To the Editor:
Allogeneic hematopoietic cell transplant (HCT) offers a chance for cure in children with hematologic malignancies but is associated with significant morbidity. In the absence of a matched related or unrelated donor, a mismatched unrelated donor (MMUD) increases donor options, particularly for black, indigenous and people of color (BIPOC) patients, who have a less than 25% chance of having a matched unrelated donor (MUD) in the registry [1]. However, historically, MMUD HCTs have an increased risk for severe acute graft-versus-host-disease (aGVHD) resulting in increased treatment related mortality (TRM) and decreased overall survival (OS) when compared to matched related or unrelated donor HCTs [2,3,4,5] contributing to the lower survival of BIPOC patients receiving HCT [6].

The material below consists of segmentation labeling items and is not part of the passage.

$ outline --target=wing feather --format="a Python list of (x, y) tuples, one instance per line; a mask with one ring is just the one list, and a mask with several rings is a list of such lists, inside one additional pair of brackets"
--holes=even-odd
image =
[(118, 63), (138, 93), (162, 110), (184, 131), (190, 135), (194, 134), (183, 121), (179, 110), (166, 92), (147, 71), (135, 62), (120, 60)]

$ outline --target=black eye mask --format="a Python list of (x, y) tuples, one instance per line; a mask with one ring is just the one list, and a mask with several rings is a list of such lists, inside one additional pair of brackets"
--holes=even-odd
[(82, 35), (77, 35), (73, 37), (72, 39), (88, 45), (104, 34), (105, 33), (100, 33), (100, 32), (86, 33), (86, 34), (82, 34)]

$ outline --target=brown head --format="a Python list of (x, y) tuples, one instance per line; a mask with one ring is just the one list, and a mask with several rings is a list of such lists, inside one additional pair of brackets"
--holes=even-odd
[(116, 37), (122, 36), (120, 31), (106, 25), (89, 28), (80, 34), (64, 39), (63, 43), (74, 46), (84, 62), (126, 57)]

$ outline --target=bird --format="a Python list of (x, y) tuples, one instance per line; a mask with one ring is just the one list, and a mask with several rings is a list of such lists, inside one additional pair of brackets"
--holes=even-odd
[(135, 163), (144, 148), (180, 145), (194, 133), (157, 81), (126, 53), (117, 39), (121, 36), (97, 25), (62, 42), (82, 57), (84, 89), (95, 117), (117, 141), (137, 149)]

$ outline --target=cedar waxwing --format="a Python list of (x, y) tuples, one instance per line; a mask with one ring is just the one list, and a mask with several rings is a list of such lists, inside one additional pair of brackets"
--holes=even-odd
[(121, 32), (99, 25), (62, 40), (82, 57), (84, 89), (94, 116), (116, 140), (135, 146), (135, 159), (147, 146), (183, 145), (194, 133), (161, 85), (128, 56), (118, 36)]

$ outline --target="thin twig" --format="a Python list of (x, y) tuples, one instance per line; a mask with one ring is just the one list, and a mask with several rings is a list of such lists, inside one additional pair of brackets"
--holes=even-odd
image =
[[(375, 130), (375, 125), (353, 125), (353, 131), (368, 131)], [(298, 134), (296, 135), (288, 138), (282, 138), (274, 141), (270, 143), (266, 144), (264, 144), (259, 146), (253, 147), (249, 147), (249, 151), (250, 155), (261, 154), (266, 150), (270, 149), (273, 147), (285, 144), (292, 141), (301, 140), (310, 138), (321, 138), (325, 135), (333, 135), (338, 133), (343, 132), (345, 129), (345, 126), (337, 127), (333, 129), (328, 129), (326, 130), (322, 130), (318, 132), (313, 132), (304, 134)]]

Abatacept is a T-cell co-stimulation blockade agent [7] that was granted FDA approval for the prevention of aGVHD in patients receiving an unrelated donor (URD) HCT in part based on results from the “Abatacept 2” trial (ABA2, clinicaltrial.gov NCT01743131), a phase II trial that evaluated abatacept in addition to standard GVHD prophylaxis with a calcineurin inhibitor and methotrexate (CNI/MTX) for GVHD prevention in 8/8 MUD HCT and 7/8 MMUD HCT. In the ABA2 7/8 MMUD cohort, abatacept was associated with a significant reduction in grade 3-4 aGVHD compared with the matched CIBMTR cohort receiving CNI/MTX alone. The lower rates of grade 3-4 aGVHD translated into significant improvement in TRM and OS at 2 years [8].
The ABA2 trial and subsequent FDA approval paved the way for real world data that could validate these results and provide additional data on the potential benefit of abatacept. The ABA2 trial enrolled pediatric patients in the analysis, but outcomes were not reported separately for these patients. Given the lower risk of acute and chronic GVHD in pediatric patients [9], the translatability of the ABA2 results to this population would benefit from a focused analysis. Furthermore, patients treated on clinical trials may benefit from selection bias that can lead to improved outcomes compared to patients treated off study [10, 11]. The objective of this analysis was to explore the real-world impact of abatacept + CNI/MTX in pediatric patients not enrolled on ABA2.
Methods
We conducted a retrospective analysis of outcomes for pediatric patients (<=22 years) at two centers who received a 7/8 MMUD HCT for hematologic malignancies and received GVHD prophylaxis with abatacept (4 doses, 10 mg/kg per dose, on days –1, + 5, + 14, and + 28) + CNI/MTX between January 2015 and December 2021. The analysis included pediatric patients transplanted at Children’s Healthcare of Atlanta and Boston Children’s Hospital. To compare these abatacept-treated patients to the most rigorous control, we included a comparison group from both centers who received an 8/8 HLA matched HCT for a hematologic malignancy, but who received CNI/MTX without abatacept (or other GVHD prophylaxis). Patients were excluded if they were on the ABA2 trial, not in remission at the time of HCT, received a prior HCT, or received GVHD prophylaxis other than CNI/MTX + abatacept.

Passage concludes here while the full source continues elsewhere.